Mayor Richard C. David joined Senator Fred Akshar to announce $750,000 in state funding to support a range of infrastructure projects in the City of Binghamton. Mayor David and Senator Akshar visited road construction crews on Highland Ave. on Binghamton’s West Side to make the announcement.
“Senator Akshar delivered critical funding that will impact residents on their streets and in their neighborhoods,” said Mayor David. “Taxpayers deserve new streets. Binghamton has become an Upstate New York leader in infrastructure improvements — rebuilding the foundations of our City and paving the way for new growth and development.”

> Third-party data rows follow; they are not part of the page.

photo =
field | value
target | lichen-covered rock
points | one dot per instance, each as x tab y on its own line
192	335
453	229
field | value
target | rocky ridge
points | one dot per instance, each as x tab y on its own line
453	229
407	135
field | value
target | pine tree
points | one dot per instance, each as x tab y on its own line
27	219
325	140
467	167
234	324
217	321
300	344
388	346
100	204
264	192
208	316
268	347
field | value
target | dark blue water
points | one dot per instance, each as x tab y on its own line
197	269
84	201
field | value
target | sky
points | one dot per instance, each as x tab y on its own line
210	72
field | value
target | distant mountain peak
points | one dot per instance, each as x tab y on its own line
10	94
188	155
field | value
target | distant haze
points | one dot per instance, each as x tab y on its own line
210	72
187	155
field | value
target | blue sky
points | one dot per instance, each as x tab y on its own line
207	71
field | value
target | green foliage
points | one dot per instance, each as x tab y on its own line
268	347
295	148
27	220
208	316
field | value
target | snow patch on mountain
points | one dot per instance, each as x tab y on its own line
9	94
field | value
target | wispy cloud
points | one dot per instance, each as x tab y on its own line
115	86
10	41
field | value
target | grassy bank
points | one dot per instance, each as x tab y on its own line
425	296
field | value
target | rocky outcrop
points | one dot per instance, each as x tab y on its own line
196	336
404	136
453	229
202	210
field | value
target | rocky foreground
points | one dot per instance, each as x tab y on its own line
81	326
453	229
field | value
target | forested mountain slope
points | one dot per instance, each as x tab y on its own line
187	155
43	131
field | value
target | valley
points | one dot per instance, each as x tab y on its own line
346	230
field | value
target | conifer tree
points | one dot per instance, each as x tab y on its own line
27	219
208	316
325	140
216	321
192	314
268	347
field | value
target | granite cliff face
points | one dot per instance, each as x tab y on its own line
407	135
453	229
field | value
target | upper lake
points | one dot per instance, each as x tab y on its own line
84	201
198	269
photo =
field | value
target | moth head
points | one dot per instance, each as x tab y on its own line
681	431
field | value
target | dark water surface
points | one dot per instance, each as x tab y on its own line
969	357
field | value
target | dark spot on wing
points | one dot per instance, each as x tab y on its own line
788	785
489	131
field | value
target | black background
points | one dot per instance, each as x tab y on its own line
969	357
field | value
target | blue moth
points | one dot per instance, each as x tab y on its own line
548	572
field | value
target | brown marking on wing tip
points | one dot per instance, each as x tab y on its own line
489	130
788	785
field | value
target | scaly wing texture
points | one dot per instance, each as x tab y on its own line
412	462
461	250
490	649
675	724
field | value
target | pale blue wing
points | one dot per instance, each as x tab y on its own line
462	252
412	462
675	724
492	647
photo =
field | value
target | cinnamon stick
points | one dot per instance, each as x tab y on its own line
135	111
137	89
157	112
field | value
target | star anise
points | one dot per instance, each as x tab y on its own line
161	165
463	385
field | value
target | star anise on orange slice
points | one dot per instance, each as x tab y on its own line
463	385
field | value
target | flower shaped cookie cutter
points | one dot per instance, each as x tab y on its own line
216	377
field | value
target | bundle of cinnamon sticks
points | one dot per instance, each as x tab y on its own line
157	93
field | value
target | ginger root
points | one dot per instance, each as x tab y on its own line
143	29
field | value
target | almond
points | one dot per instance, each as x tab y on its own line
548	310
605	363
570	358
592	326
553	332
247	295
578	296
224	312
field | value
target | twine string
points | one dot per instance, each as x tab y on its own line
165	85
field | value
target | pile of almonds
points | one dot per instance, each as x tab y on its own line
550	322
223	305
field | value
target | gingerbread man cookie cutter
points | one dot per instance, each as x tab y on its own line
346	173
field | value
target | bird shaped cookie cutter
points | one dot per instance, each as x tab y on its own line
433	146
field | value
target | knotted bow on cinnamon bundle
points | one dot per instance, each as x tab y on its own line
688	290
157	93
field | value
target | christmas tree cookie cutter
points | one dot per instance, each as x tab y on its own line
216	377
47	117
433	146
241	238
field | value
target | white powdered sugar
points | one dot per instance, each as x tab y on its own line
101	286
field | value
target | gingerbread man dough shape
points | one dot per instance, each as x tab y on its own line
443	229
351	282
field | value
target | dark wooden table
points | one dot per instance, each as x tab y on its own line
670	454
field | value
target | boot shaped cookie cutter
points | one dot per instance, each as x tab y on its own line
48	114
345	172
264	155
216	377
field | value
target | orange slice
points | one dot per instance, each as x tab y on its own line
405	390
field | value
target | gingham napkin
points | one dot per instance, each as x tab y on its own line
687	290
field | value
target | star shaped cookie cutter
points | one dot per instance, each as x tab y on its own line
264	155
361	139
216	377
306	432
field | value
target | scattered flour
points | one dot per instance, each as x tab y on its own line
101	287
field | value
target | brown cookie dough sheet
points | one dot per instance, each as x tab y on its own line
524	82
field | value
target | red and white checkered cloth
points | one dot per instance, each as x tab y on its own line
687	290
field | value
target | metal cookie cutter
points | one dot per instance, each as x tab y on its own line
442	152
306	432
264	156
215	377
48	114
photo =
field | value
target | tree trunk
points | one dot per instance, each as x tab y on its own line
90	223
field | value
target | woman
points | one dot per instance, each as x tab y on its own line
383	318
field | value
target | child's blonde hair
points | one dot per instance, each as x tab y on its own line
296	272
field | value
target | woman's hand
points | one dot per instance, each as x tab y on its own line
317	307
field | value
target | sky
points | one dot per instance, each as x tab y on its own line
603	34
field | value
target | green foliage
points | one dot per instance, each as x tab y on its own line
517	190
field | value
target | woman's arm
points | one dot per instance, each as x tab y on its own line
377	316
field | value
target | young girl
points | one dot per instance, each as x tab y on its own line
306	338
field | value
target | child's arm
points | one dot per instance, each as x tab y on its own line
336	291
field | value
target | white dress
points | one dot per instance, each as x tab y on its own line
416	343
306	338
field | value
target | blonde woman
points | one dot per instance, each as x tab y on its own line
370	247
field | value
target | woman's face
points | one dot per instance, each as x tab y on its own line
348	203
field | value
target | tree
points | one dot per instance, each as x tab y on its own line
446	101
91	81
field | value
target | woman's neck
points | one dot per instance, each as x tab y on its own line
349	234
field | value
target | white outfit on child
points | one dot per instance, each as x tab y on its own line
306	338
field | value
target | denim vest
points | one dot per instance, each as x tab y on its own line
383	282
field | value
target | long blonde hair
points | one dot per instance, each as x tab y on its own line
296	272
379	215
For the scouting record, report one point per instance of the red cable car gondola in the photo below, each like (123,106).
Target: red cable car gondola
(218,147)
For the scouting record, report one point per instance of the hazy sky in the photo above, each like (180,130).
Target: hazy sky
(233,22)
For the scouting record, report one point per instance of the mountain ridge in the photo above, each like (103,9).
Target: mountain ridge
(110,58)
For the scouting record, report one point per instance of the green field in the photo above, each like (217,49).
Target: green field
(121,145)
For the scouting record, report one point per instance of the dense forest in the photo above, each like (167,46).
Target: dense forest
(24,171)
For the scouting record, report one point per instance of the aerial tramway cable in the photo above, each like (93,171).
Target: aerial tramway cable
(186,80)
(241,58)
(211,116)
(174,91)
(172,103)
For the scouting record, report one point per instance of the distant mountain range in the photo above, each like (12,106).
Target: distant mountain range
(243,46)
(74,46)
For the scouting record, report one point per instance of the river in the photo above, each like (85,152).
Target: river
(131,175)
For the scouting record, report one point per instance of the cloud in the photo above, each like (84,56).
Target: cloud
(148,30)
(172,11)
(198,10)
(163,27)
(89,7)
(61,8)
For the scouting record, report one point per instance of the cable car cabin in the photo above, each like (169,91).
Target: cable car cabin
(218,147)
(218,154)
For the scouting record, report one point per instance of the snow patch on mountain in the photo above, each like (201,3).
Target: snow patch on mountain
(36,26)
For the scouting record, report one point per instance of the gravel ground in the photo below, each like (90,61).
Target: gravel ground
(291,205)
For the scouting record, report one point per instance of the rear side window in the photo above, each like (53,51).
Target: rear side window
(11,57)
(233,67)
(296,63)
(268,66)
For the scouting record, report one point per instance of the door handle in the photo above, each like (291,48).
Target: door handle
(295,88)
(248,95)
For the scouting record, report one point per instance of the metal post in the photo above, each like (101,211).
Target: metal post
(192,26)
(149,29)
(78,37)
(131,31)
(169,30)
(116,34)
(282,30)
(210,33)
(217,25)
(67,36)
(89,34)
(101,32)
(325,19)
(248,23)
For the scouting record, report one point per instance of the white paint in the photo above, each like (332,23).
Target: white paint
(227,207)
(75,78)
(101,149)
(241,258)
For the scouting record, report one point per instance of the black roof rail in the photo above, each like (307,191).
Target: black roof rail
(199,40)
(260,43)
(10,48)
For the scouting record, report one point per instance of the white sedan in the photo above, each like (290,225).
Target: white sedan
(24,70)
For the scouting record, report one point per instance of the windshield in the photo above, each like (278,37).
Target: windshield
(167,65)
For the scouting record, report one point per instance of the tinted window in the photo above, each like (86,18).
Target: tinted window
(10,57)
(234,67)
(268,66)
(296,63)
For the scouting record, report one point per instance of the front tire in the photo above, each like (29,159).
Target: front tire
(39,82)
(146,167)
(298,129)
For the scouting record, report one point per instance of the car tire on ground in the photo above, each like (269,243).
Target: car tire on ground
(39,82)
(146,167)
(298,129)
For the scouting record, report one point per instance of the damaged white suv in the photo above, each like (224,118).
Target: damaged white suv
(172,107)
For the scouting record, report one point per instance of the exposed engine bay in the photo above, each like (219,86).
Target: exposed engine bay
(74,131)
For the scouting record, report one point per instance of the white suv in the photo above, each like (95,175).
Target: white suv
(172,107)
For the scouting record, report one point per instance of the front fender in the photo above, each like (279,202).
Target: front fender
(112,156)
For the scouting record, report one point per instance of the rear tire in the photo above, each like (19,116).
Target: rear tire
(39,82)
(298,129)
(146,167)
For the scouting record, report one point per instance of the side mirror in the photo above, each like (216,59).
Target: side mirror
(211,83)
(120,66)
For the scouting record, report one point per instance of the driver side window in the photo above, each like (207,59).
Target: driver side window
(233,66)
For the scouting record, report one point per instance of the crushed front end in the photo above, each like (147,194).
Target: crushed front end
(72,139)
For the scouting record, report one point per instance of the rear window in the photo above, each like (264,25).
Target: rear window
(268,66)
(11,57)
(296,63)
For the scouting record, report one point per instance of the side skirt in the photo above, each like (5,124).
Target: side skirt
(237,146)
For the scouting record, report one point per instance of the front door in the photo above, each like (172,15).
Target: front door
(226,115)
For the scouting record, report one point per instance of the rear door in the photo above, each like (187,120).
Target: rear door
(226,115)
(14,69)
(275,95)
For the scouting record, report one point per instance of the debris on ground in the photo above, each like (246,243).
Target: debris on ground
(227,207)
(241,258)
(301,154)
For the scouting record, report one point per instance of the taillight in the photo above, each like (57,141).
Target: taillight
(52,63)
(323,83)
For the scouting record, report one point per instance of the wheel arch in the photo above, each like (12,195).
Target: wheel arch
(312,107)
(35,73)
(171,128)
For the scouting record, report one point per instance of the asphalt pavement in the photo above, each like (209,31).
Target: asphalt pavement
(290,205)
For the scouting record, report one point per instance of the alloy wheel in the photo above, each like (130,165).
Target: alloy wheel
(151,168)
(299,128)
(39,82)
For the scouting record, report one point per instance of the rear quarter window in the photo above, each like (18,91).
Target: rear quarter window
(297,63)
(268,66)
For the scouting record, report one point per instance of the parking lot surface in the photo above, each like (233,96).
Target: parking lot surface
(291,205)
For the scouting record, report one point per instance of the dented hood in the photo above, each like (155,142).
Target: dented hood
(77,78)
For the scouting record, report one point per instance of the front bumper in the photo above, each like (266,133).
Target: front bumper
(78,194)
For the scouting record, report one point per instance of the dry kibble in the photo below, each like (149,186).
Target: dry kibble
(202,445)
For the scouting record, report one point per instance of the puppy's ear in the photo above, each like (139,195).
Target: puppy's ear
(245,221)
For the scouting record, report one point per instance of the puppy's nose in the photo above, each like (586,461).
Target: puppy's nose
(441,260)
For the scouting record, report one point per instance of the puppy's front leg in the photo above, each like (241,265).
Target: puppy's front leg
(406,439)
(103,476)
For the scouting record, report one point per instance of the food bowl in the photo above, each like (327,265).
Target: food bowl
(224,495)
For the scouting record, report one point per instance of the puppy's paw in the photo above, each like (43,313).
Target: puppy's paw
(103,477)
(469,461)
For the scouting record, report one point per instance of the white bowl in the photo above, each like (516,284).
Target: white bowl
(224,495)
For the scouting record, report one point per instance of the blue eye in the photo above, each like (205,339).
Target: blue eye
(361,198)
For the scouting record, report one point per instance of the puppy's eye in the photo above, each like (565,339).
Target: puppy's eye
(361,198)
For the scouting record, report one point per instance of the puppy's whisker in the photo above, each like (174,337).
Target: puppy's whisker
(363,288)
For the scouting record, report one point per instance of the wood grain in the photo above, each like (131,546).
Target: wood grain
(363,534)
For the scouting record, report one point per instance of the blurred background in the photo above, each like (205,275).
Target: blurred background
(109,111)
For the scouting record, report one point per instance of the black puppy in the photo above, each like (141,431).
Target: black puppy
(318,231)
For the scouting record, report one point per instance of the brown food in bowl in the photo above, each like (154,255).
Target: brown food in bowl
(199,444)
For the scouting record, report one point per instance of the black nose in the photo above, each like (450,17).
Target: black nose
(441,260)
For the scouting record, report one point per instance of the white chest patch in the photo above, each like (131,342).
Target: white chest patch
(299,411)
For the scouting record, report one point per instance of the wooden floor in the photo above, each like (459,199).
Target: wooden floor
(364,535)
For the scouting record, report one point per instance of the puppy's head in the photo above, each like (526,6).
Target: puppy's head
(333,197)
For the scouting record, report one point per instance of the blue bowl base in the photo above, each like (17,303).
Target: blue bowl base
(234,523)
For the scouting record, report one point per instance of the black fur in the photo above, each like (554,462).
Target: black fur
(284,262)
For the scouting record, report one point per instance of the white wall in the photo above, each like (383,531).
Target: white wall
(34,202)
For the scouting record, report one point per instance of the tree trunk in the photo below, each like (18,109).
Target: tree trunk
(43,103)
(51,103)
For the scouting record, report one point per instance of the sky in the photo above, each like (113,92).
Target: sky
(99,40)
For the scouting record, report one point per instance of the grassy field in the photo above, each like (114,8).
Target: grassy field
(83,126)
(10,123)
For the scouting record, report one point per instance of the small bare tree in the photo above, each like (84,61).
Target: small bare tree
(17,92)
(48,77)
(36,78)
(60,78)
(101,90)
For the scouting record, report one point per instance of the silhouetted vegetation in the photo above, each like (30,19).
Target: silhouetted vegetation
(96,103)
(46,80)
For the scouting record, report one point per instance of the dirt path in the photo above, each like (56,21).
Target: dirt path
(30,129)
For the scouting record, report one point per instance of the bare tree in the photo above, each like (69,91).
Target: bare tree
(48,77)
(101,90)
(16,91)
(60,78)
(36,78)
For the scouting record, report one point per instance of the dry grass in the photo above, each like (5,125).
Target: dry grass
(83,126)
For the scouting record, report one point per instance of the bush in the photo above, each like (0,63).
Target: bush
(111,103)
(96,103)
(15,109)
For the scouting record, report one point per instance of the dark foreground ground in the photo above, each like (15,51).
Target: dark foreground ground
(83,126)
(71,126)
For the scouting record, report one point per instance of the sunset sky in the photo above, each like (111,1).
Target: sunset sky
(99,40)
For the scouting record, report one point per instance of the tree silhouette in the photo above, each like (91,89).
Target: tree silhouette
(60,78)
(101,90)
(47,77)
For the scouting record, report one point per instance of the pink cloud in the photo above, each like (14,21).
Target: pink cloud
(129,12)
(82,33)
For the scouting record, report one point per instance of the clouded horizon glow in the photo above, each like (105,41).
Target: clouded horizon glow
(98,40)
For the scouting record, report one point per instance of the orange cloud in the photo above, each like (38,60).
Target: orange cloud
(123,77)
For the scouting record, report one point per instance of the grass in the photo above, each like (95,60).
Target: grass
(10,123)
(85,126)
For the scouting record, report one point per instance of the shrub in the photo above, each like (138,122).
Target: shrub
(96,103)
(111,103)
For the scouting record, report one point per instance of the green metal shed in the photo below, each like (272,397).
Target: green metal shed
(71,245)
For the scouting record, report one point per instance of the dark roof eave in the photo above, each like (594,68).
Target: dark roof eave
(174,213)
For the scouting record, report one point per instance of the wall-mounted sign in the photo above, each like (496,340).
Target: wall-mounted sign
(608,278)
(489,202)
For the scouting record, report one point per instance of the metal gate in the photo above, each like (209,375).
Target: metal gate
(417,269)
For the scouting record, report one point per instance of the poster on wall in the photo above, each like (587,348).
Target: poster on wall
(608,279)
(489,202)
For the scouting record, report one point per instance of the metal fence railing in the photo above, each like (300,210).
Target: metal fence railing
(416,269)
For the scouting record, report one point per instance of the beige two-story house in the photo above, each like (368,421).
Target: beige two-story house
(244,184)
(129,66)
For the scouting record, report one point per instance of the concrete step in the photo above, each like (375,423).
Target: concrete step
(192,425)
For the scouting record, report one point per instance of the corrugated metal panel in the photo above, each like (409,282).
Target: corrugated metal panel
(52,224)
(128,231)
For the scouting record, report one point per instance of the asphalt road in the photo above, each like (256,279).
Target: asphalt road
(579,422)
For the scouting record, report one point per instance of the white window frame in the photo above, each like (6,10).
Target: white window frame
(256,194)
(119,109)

"Reliable, well-maintained infrastructure is essential to a thriving community for residents and businesses alike,” said Senator Akshar. “Mayor David has done an amazing job bringing Binghamton's streets out of neglect and disrepair. I'm proud to partner with him and secure $750,000 in infrastructure funding for the City of Binghamton so he can continue to pave more roads, fix more bridges and make more smart investments for the future. Safe, reliable infrastructure is needed throughout the Southern Tier, that's why I'm also proud to have secured $2 million in infrastructure funding for Broome County, so that residents and businesses throughout the community will have roads and bridges they can depend on."
The $750,000 and $2 million boosts in infrastructure funding come from the State and Municipal Facilities Program of the Dormitory Authority of the State of New York (DASNY). The additional funding will support more projects in several areas for Binghamton:
- One additional mile of neighborhood street paving
- Water/sewer underground utility upgrades
- Curb/sidewalk upgrades, consistent with Americans with Disabilities Act requirements
The additional funding will bring the City’s 2017 paving total to an estimated 16 miles, which is the most centerline miles paved in more than a decade.
Binghamton is trying to buck the statewide trend of local governments falling behind in meeting transportation infrastructure maintenance needs. Local municipalities are spending only a third of what’s required to maintain their capital infrastructure assets, according to a 2014 report by the New York State Comptroller’s Office.
Also, deterioration of roads and bridges accelerates as maintenance is deferred. For every dollar spent maintaining infrastructure in “fair” condition, four to five dollars is saved in future repairs, according to the Cornell Local Roads Program.